2019-04-02T15:56:29:
2019-04-02T15:56:29: +=========================================+
2019-04-02T15:56:29: | Maximum likelihood optimisation results |
2019-04-02T15:56:29: +=========================================+
2019-04-02T15:56:29: === GOptimizerLM ===
2019-04-02T15:56:29:  Optimized function value ..: 13.645
2019-04-02T15:56:29:  Absolute precision ........: 0.005
2019-04-02T15:56:29:  Acceptable value decrease .: 2
2019-04-02T15:56:29:  Optimization status .......: converged
2019-04-02T15:56:29:  Number of parameters ......: 10
2019-04-02T15:56:29:  Number of free parameters .: 4
2019-04-02T15:56:29:  Number of iterations ......: 2
2019-04-02T15:56:29:  Lambda ....................: 1e-05
2019-04-02T15:56:29:  Maximum log likelihood ....: -13.645
2019-04-02T15:56:29:  Observed events  (Nobs) ...: 7607.000
2019-04-02T15:56:29:  Predicted events (Npred) ..: 7606.133 (Nobs - Npred = 0.866926153597888)

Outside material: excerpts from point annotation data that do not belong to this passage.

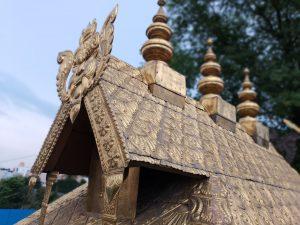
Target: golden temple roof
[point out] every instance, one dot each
(110, 124)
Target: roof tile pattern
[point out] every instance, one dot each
(256, 185)
(186, 139)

2019-04-02T15:56:29: === GModels ===
2019-04-02T15:56:29:  Number of models ..........: 2
2019-04-02T15:56:29:  Number of parameters ......: 10
2019-04-02T15:56:29: === GModelSky ===
2019-04-02T15:56:29:  Name ......................: Crab
2019-04-02T15:56:29:  Instruments ...............: all
2019-04-02T15:56:29:  Observation identifiers ...: all
2019-04-02T15:56:29:  Model type ................: PointSource
2019-04-02T15:56:29:  Model components ..........: "PointSource" * "PowerLaw" * "Constant"

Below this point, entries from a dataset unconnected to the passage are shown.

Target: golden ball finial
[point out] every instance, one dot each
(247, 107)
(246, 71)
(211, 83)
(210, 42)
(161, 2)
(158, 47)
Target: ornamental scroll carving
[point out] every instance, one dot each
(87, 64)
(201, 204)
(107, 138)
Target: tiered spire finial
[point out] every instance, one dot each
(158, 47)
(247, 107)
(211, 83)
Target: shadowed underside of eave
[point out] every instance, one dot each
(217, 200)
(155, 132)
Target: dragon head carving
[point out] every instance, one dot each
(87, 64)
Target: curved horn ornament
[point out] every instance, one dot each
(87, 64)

2019-04-02T15:56:29:  Number of parameters ......: 6
2019-04-02T15:56:29:  Number of spatial par's ...: 2
2019-04-02T15:56:29:   RA .......................: 83.6331 [-360,360] deg (fixed,scale=1)

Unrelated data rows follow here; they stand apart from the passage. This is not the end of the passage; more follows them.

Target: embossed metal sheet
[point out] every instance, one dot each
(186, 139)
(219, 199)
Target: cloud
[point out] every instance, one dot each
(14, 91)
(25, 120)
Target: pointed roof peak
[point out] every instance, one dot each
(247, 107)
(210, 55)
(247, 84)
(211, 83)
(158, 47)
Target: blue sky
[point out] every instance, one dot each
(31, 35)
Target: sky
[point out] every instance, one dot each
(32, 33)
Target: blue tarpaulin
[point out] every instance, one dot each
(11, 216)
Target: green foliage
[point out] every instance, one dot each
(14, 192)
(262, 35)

2019-04-02T15:56:29:   DEC ......................: 22.0145 [-90,90] deg (fixed,scale=1)
2019-04-02T15:56:29:  Number of spectral par's ..: 3
2019-04-02T15:56:29:   Prefactor ................: 5.71398803734648e-16 +/- 7.28140878478654e-18 [1e-23,1e-13] ph/cm2/s/MeV (free,scale=1e-16,gradient)
2019-04-02T15:56:29:   Index ....................: -2.47775827196727 +/- 0.0108569325078945 [-0,-5]  (free,scale=-1,gradient)
2019-04-02T15:56:29:   PivotEnergy ..............: 300000 [10000,1000000000] MeV (fixed,scale=1000000,gradient)
2019-04-02T15:56:29:  Number of temporal par's ..: 1
2019-04-02T15:56:29:   Normalization ............: 1 (relative value) (fixed,scale=1,gradient)
2019-04-02T15:56:29:  Number of scale par's .....: 0
2019-04-02T15:56:29: === GCTAModelIrfBackground ===
2019-04-02T15:56:29:  Name ......................: CTABackgroundModel
2019-04-02T15:56:29:  Instruments ...............: CTAOnOff
2019-04-02T15:56:29:  Observation identifiers ...: all
2019-04-02T15:56:29:  Model type ................: "PowerLaw" * "Constant"
2019-04-02T15:56:29:  Number of parameters ......: 4
2019-04-02T15:56:29:  Number of spectral par's ..: 3
2019-04-02T15:56:29:   Prefactor ................: 1 +/- 0 [0.001,1000] ph/cm2/s/MeV (free,scale=1,gradient)
2019-04-02T15:56:29:   Index ....................: 0 +/- 0 [-5,5]  (free,scale=1,gradient)
2019-04-02T15:56:29:   PivotEnergy ..............: 1000000 [10000,1000000000] MeV (fixed,scale=1000000,gradient)
2019-04-02T15:56:29:  Number of temporal par's ..: 1
2019-04-02T15:56:29:   Normalization ............: 1 (relative value) (fixed,scale=1,gradient)

Warning

Beware that the profiling may yield unphysical results (negative background counts) if the number of events in the Off spectra are zero. In this case a null number of expected background events must be enforced, which can result in a bias on the source’s parameters. You can address this issue by stacking multiple observations, using a coarser energy binning, or using CSTAT instead (if you have a spectral model for the background that is good enough). See the XSPEC manual Appendix B for more information.

Note

Many scripts can also be used in On/Off mode, including ctbutterfly and csspec that were used earlier. It is sufficient to replace the input counts cube/event list with an On/Off output observation definition file to activate On/Off mode for these tools.